While the daffodils in my rural Baltimore County yard are bulging at the stems and buds are swelling on my forsythia branches, an icy wind blew puffy clouds across a pale blue sky this morning, making the 35 degree temperature feel like the 20s, according to the wind-chill factor. And while my sister in northern California says the cherry trees on her San Francisco Bay Area street are blooming in all their blushing glory, the trees are bare and winter is still very much in season here in my mid-Atlantic neck of the woods.
No matter. I would create my own spring color! My wardrobe choices were mostly vintage today: tapered teal slacks by Inclinations that I bought at JCPenney thirty years ago when I worked for the retailer during my college years, and a thick cable-knit, rolled-neck sweater by White Moon that I picked up in a consignment shop for $2 last fall. With toasty thermal long-johns beneath my clothing and warm booties by Cami for Spiegel.com on my feet, I scrunched my hair into a loose bun and searched for some coordinating accessories to tie my look together.
Although I have several pieces of jewelry in turquoise, teal and abalone, the set that caught my eye this morning has tremendous sentimental value. Back in 2010, some time after separating from my husband, my two best girlfriends from Dallas, Texas, Kari and Judy, came to Baltimore to spend the weekend with me. The three of us took a day trip to Saint Michael’s, a picturesque bayside town on the eastern shore of Maryland with a population of little more than a thousand people. To see some photos from that weekend, click on this link: "Mini Girlcation".
We strolled broad sidewalks and visited dozens of wonderful shops purveying everything from beach-influenced jewelry to nautical-themed home décor. In one cute boutique I found a necklace and earrings of teal-hued beads that I couldn’t live without. Now, each time I put them on, I am reminded of the love and support I received from such wonderful friends during that difficult time in my life. As I put the necklace on this morning, the cerulean beads popped against my black sweater. Perfect.

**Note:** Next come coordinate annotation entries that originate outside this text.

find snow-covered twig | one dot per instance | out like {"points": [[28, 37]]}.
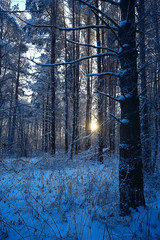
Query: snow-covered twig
{"points": [[111, 28], [74, 61], [90, 45], [112, 2], [103, 74], [107, 95], [99, 11]]}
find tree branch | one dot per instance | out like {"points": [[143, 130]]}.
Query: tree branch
{"points": [[102, 74], [111, 28], [98, 10], [74, 61], [107, 95], [90, 45], [111, 1]]}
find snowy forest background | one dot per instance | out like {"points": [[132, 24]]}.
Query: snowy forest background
{"points": [[80, 119]]}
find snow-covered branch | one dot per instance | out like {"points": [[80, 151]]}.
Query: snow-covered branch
{"points": [[103, 74], [112, 2], [93, 46], [107, 95], [111, 28], [74, 61], [99, 11], [62, 28]]}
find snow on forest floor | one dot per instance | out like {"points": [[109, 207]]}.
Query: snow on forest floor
{"points": [[54, 198]]}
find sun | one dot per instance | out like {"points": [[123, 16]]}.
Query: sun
{"points": [[94, 125]]}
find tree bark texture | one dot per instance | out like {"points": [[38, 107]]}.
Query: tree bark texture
{"points": [[131, 169]]}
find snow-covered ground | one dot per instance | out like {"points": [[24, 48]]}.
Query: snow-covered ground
{"points": [[48, 198]]}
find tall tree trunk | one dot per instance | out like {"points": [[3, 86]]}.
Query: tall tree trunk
{"points": [[89, 100], [100, 85], [53, 77], [13, 128], [66, 99], [131, 186], [146, 144], [156, 83], [74, 88]]}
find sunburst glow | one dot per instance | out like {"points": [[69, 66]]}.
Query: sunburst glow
{"points": [[94, 126]]}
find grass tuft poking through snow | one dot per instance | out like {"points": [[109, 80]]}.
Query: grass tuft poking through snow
{"points": [[50, 198]]}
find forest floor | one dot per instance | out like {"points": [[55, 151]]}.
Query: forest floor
{"points": [[47, 198]]}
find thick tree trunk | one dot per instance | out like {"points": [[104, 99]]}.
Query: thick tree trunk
{"points": [[146, 143], [53, 79], [131, 169], [89, 100], [100, 85], [13, 128], [156, 84]]}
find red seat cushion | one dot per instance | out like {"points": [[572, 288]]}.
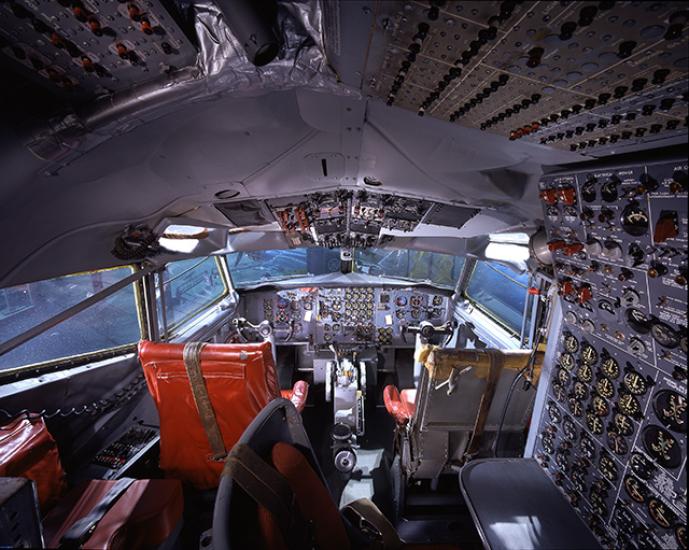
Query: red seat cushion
{"points": [[401, 406], [28, 450], [316, 506], [143, 517], [240, 379], [298, 394]]}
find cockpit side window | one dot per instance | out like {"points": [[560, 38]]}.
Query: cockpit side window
{"points": [[189, 288], [110, 324], [499, 292]]}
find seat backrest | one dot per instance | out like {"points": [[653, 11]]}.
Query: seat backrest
{"points": [[28, 450], [240, 380], [463, 392], [277, 435]]}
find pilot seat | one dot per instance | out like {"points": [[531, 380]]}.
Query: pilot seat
{"points": [[206, 395]]}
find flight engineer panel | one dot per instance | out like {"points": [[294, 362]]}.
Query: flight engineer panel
{"points": [[614, 432], [351, 315]]}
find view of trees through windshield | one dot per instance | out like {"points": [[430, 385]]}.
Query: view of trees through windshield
{"points": [[250, 268]]}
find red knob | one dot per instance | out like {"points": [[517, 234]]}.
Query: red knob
{"points": [[567, 195], [549, 196]]}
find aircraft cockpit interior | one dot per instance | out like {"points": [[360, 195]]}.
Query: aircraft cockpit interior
{"points": [[343, 274]]}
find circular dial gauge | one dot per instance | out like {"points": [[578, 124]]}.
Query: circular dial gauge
{"points": [[610, 367], [562, 376], [567, 361], [660, 513], [569, 429], [617, 444], [576, 407], [662, 446], [623, 424], [634, 220], [548, 444], [585, 373], [637, 320], [581, 391], [629, 404], [588, 191], [605, 387], [587, 447], [554, 413], [608, 467], [570, 342], [635, 489], [635, 383], [665, 335], [641, 466], [671, 409], [589, 355], [600, 406], [558, 391], [594, 423]]}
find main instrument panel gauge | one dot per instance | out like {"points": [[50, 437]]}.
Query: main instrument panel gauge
{"points": [[637, 320], [581, 391], [610, 367], [623, 424], [567, 361], [629, 405], [630, 297], [594, 423], [660, 513], [585, 373], [636, 346], [589, 355], [569, 429], [587, 447], [608, 467], [576, 407], [665, 335], [662, 446], [617, 444], [558, 390], [588, 191], [634, 382], [605, 387], [634, 219], [671, 409], [600, 406], [635, 489], [570, 342], [554, 412], [641, 466]]}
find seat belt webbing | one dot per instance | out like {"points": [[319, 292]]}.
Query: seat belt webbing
{"points": [[82, 529], [192, 363], [268, 488]]}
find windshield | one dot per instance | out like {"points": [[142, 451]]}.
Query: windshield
{"points": [[251, 268]]}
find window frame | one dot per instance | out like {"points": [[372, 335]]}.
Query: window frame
{"points": [[80, 359], [466, 280], [168, 331]]}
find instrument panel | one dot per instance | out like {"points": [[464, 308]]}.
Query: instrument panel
{"points": [[613, 434], [345, 315]]}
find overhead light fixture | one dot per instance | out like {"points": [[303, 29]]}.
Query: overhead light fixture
{"points": [[182, 238]]}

The weekend we girls spent together was liberating for me in several ways. Although I was still very heavy and didn’t feel very beautiful, Kari and Judy made me feel loved and feminine and pretty. The necklace and earrings I bought that day so long ago are strong reminders now of an important transitional period in my life. It was good to wear them once again.
Despite today’s blustery chill, I was warmed by the memories of a lovely summer weekend with two very important women in my life, when the camaraderie of sisterhood transcended the ache of a broken heart and I was made whole again.